Tepat pukul sembilan nanti, ada rapat yang harus kuhadiri di gedung bertingkat ini. Di lantai tujuh dekat restoran. Sementara aku, jauh lebih tinggi ke atas. Lantai lima belas.
Karena ruangan terlalu dingin, oleh sebab suhu pendingin terlalu rendah semalam, akhirnya kutarik gordyn itu dan kunikmati kehangatan mentari. Bersama segelas kopi panas, aku menyapa kota pagi ini.
Sejauh mata memandang, yang kulihat hanya gedung, gedung, dan gedung. Beberapa di antaranya tinggi menjulang, menutup bangunan kecil di belakang. Mereka dipisahkan beberapa sentimeter sekat.

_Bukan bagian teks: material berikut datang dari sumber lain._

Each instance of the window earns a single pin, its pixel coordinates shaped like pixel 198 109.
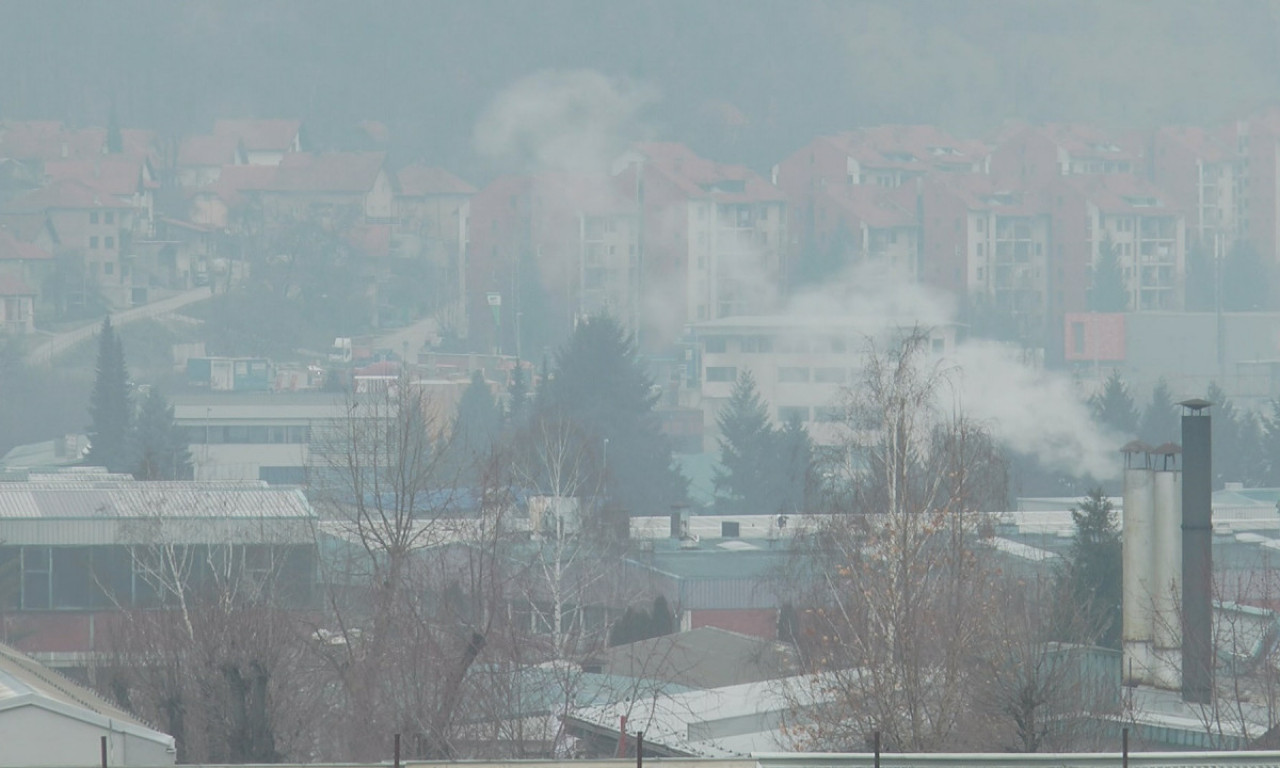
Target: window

"Apakah mungkin tanah bisa berteriak kelelahan seandainya punya bibir untuk bicara?" Bayangkanlah, betapa berat dan banyaknya beton-beton terpancang menindih permukaan bumi di sini.
Di jalanan, baik lebar maupun sempit, kulihat kendaraan bermotor berlalu lalang. Beberapa terhenti di lampu merah. Beberapa lainnya terhenti di kemacetan jalan. Semua sibuk di pagi ini.

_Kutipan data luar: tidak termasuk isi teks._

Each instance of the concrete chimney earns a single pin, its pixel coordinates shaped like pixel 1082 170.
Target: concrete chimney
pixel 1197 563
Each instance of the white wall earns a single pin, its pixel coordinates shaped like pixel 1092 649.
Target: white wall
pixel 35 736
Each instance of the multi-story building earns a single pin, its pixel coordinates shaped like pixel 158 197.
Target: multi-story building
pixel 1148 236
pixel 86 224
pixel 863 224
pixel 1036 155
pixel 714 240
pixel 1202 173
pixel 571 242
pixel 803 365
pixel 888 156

"Mencari sesuap nasi dan sebongkah berlian" Pikirku menjawab maksud mereka sibuk di jalan. Iya, kotaku memang dipenuhi orang yang menaruh harapan tinggi akan kehidupan yang lebih baik.
Entah mengapa, semua seakan terhipnotis datang ke sini. Mungkin, di sini banyak lapangan pekerjaan. Mungkin, di sini bisa mencari pasangan hidup. Mungkin pula, di sini tempat untuk berlibur.
Di sisi lain, beberapa dari mereka pernah kudengar mengeluh akan kejamnya kotaku. Tetapi, bila diminta meninggalkan, tidak pernah mau. Tetap memilih disiksa kejam, daripada kembali ke kehidupan silam. "Sudah terlanjur cinta mungkin"
Dari selintas pandangan, yang kusedihkan hanya satu pertanyaan. "Apa mungkin kita semakin tidak mencintai alam?" Pohon semakin jarang, sementara hunian semakin pekat. "Alam perlu dijaga bukan?"